While there haven’t been any significant cases against which precedent can be set, limiting people’s use of your website based on your ineffective design could find you in breach of the Equality Act 2010.

Effectively, neglecting to provide a service to a disabled person that is otherwise accessible to others is unlawful discrimination. This principle applies regardless of the type of organisation you are or the service that you offer.

Business considerations

Even if ethics take a backseat to cold business decisions, the numbers that drive accessibility should speak for themselves. 8.5 million people in the UK are registered as being disabled – with an additional unknown number handling access issues without medical support.

8.5 million people represents more than 10% of the population of the UK. If your company decides that accessibility isn’t a priority, they’re effectively turning away 1 in every 10 customers who try to access the business online – the web version of door security turning away every tenth customer who tries to enter a shop! A stark image, but effectively the same.

What does accessibility look like?

There are hundreds of possible adaptations that allow equal access to your website – although they tend to break down into categories:

  • For people with limited vision: Adaptations should be made/available for colours, contrasts, text size and font type, i.e. text should scale up without losing quality or readability.
  • For people with no vision: Consideration should be given to how the page is presented and how a screen-reader would interpret the different elements. This should include image alt tags, title tags for links and audio descriptions for any video or animation content.
  • For people with limited hearing: If you have audio content on the page can it be represented graphically? I.e. closed captions or subtitles – or signing alongside video.
  • For people who have physical restrictions: Does your site offer feasible control options via the keyboard? Do you allow forms and fields to be autocompleted?
  • For those with learning difficulties or disabilities: Is you content easy to comprehend? Is it broken down so it can be read by people who might struggle with large blocks of text? Is your site compatible with software that will read text aloud?

Meet customer’s needs

It’s a fundamental for business owners everywhere; build a product or service that answers a market need. To think that a huge number of those same business owners then have websites developed that preclude their business, product or service from many of the customers they are trying to find is unfathomable.

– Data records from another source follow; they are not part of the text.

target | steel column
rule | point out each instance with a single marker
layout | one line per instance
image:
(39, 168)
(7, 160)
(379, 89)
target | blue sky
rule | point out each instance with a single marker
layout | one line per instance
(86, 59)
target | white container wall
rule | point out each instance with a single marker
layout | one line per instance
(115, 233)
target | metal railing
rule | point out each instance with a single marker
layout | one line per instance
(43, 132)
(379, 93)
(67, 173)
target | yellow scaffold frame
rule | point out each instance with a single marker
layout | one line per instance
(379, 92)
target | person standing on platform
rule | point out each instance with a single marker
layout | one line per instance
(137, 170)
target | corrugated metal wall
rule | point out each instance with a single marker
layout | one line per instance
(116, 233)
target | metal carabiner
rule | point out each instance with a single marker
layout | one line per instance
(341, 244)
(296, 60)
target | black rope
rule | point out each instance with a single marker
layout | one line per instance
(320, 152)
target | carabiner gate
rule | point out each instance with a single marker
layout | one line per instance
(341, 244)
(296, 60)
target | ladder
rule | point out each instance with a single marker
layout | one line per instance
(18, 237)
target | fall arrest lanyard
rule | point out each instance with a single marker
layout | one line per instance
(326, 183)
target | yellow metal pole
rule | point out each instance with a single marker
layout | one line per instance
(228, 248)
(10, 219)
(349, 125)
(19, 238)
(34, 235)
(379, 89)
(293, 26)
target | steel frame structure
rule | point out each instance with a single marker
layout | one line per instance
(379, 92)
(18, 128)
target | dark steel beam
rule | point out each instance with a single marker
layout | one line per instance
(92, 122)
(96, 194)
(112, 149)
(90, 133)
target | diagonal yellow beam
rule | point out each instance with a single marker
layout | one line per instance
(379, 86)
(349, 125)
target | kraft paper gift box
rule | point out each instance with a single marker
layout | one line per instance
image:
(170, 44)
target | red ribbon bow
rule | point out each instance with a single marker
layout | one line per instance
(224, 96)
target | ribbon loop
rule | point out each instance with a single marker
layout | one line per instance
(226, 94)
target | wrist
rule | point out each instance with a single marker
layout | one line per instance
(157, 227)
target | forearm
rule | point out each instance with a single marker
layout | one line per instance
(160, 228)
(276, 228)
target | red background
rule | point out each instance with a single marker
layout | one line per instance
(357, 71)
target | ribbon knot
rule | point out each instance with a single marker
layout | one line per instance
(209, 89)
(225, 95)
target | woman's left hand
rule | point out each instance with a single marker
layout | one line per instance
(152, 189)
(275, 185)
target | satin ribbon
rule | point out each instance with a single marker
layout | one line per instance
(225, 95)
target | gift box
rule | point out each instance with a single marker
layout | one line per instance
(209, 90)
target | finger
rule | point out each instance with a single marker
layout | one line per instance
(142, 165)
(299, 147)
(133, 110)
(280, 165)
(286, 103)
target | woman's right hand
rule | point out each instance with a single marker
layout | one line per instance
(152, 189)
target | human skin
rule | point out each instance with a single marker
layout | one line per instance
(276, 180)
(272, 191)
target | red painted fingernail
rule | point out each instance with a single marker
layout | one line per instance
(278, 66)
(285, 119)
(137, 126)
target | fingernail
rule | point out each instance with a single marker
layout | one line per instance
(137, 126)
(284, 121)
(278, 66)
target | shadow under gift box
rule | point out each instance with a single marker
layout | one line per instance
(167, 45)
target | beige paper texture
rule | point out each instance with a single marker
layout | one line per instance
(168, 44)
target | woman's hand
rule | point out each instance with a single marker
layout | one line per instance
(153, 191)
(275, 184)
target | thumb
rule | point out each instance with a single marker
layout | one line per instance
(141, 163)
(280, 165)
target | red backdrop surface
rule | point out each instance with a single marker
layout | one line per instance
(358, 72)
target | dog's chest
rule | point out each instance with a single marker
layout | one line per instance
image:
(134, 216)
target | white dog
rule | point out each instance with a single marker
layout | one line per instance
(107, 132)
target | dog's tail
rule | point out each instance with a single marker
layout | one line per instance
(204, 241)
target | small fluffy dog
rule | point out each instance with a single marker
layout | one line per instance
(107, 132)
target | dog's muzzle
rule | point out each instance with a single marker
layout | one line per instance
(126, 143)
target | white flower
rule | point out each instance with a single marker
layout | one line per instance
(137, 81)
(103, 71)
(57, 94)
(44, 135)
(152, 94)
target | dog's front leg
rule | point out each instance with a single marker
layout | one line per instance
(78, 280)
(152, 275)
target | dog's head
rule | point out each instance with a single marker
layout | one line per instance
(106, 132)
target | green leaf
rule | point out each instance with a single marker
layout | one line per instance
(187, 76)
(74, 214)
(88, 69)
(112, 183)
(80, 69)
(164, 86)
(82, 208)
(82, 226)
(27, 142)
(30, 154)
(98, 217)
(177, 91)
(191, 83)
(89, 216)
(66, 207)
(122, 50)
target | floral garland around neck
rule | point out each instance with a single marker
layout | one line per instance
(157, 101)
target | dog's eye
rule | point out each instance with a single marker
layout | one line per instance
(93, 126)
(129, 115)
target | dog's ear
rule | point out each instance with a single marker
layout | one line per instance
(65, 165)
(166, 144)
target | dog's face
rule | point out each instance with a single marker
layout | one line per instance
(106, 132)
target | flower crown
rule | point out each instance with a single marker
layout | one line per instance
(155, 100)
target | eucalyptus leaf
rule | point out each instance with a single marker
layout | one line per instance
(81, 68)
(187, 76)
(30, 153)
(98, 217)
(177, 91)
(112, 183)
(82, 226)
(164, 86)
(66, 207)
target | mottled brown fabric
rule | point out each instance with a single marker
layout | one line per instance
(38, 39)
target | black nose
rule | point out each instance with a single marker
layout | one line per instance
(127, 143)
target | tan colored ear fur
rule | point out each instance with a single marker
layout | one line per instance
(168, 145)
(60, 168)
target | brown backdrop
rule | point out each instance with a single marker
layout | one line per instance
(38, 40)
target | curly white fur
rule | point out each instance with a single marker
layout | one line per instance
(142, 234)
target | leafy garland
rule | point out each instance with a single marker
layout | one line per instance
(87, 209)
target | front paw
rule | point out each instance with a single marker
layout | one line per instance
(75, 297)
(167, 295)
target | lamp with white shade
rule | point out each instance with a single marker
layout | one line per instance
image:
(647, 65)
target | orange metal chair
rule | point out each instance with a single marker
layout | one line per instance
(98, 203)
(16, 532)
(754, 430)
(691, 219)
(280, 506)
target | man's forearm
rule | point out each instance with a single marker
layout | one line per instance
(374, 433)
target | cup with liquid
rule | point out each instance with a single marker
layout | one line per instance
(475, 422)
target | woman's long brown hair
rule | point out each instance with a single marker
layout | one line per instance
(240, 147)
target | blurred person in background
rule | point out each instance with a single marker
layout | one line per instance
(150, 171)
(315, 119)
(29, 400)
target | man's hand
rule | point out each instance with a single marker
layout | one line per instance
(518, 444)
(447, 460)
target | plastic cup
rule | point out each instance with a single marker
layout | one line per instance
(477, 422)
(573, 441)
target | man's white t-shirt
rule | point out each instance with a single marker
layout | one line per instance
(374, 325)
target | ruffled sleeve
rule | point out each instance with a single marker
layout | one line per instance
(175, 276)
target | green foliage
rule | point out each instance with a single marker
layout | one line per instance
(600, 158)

Accessibility means you’re:

  • Abiding by the law – and getting a significant head start on any further legal changes should they occur
  • Accessing extensions to virtually every demographic – with a collective spending power of £100billion+
  • Creating a site that is more useable and friendly to all – not just those from whom accessibility is a must.

These are the kind of goals that marketing teams work for hundreds of hours to achieve. Save yourself your hassle by putting website accessibility at the top of your to-do list.